Due to a decrease in salivary GSHPx and UA levels, the combined antioxidant potential is impaired in the individual. This impairment may have activated the peroxidation reactions which explain the increase in MDA levels. Also, the increase in levels of MDA may be due to its increased formation or inadequate clearance of ROS by the antioxidants. This increased scavenging by the lipid peroxides may decrease the levels of antioxidant enzymes such as GSHPx and UA [15]. Contrary to this result, Khademi H et al., found no significant difference in the levels of MDA between RAS patients and normal controls. Variation in method of saliva sampling, genetic divergence of the population or some other acquired or environmental situation, may be the reason for this variation in result [16].

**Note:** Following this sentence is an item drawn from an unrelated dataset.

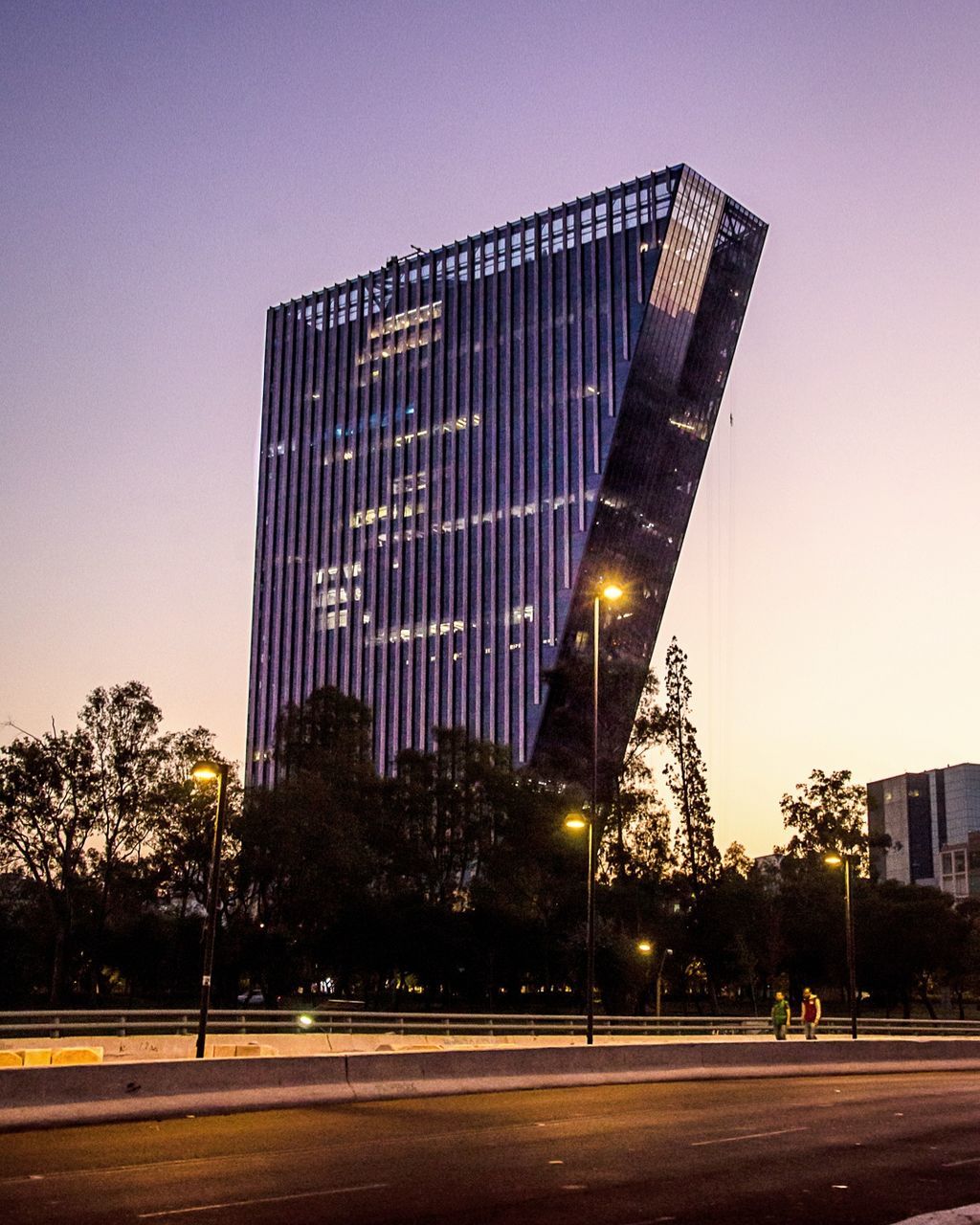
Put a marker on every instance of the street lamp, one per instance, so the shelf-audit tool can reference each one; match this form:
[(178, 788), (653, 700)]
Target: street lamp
[(577, 821), (207, 772), (646, 947), (609, 591), (835, 861)]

However, in the study by Cağlayan F et al., [7], no significant difference was found between OS parameters between RAS and controls, suggesting that ROS may not play a role in its aetiology.

There is also evidence of psychosocial stress as a triggering or modifying factor for RAS episodes. Studies by Galecki P et al., and Bouayed J et al., have linked a relationship between OS and anxiety [17,18]. Psychosocial stress has shown to induce immunoregulatory activity as well as an effect on OS. In the present study, the mean RLCQ stress score was increased in RAS when compared to the controls. Also, high level mental stresses were obtained than physical stresses. Stress could be a triggering or modifying factor for the occurrence of RAS. Similar results were shown by Huling LB et al., De Barros Gallo C et al., and Soto Araya M et al., who found a higher level of psychological stress among the RAS group [19–21].

No significant association of stress was observed with the levels of salivary oxidants and antioxidants in the RAS group. The mean values of SOD, MDA, GSHPx and UA were raised in RAS patients with increased stress. This was similar to results shown by Galecki P et al., [17]. On the contrary, Reginald B and Kiran G found a decrease in salivary peroxidases levels in highly stressed RAS patients [3]. They stated that due to increased stress levels, the body’s regulatory mechanism would have failed leading to an imbalance in the oxidant/antioxidant activity that further resulted in decreased enzyme levels.

The probability of occurrence of RAS was found to be related to the levels of stress, oxidant and antioxidant markers. A higher chance of occurrence of aphthous ulcers is predicted to occur with an increase in stress, SOD and MDA, and a decrease in levels of GSHPx and UA. These findings emboss the importance of psychological stress, oxidant-antioxidants status in the aetiopathogenesis of aphthous ulcers, suggesting antioxidant as a treatment modality. However, further study to evaluate the outcome of RAS after treatment with antioxidants is recommended.

The present study was a case control study which evaluated the parameters at one point of time.

In the present study, the mean values of SOD and MDA in the study group showed a significant increase when compared to the control group, whereas, GSHPx and UA showed a significant decrease in the study group. The patients with RAS also showed a significant increase in stress levels, with high levels of mental stresses when compared to physical stress. Salivary antioxidant levels show a significant difference in response to OS, which might in turn be related to psychological stress, in RAS patients. A higher chance of occurrence of aphthous ulcers was predicted to occur with an increase in stress, SOD and MDA, and a decrease in levels of GSHPx and UA.